Relaxing your body before bedtime also increases your likelihood of experiencing deep sleep. So, try to develop a ritual for winding down before going to bed. You can, for example, take a warm bath, listen to soft music, meditate, or have sex before bedtime. Additionally, avoid activities that can stimulate your mind at night. These activities include drinking coffee, working out, and arguing.
Go On A Sleep Vacation
Sometimes, it’s just difficult to get the sleep you need at night. This especially applies when you’re in a stressful work environment or if you really can’t give up the lifestyle that keeps you awake until the wee hours of the morning. In this case, you can pay off your sleep debt by going on a sleep vacation.

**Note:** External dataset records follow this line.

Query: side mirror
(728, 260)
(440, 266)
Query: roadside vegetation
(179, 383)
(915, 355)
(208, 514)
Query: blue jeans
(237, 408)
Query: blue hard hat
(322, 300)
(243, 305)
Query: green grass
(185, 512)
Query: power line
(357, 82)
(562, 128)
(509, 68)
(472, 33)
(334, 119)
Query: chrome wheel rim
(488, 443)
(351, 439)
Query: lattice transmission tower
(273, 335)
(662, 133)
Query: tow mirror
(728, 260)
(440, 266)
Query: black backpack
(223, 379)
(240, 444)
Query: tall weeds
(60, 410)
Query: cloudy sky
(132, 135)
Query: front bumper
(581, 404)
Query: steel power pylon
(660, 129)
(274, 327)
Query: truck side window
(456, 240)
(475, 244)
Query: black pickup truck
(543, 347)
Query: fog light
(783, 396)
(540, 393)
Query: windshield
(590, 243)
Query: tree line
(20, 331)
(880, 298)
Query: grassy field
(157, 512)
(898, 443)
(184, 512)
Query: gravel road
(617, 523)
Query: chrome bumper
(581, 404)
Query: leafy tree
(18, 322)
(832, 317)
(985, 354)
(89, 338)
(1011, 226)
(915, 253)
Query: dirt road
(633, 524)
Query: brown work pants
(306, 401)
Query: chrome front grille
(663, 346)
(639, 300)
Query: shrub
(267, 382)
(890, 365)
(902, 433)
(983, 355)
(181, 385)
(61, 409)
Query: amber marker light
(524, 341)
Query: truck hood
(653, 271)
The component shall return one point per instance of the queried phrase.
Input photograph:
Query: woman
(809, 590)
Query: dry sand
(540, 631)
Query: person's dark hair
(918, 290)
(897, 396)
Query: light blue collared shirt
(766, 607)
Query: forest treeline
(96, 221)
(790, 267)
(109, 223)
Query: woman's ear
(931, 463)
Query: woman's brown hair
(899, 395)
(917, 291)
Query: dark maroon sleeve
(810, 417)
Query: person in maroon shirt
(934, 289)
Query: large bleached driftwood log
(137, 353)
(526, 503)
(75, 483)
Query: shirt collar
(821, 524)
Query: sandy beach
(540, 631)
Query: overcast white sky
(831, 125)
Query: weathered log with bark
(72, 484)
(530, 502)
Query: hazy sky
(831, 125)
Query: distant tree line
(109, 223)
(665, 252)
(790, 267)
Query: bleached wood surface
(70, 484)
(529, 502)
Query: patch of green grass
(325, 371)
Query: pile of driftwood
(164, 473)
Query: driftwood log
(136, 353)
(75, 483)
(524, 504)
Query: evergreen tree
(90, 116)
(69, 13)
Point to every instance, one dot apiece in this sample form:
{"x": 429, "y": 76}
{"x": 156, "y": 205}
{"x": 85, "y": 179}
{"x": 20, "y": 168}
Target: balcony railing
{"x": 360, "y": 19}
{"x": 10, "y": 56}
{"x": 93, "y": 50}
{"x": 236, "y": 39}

When you go on a sleep vacation, it means you taking a break from your busy schedule to spend two weeks every six months doing nothing but catching up on sleep. During those two weeks, you sleep when you’re tired and wake up when your body is truly awake. A sleep vacation is nothing like developing proper sleeping habits, but it’s still a good alternative if you really can’t get eight to ten hours of shuteye at night consistently.
You don’t have to leave home just to go on a sleep vacation, although it would be great if you could get away for those two weeks. All you have to do is to sleep when you want to sleep and wake up when you feel like waking up. Take the time to relax, and get your mind off the things that stress you out, such as work or school. After those two weeks are up, you’ll feel truly refreshed and ready to resume the challenges of your life.
Sleep is something a lot of people sacrifice these days because of school, work, or lifestyle. Unfortunately, chronic sleep deprivation can lead to sleep debt, and sleep debt can result in serious health problems in the long run. By developing proper sleeping habits, finding ways to improve the quality of your sleep, and going on regular sleep vacations, you can easily pay off your sleep debt and keep your body healthy.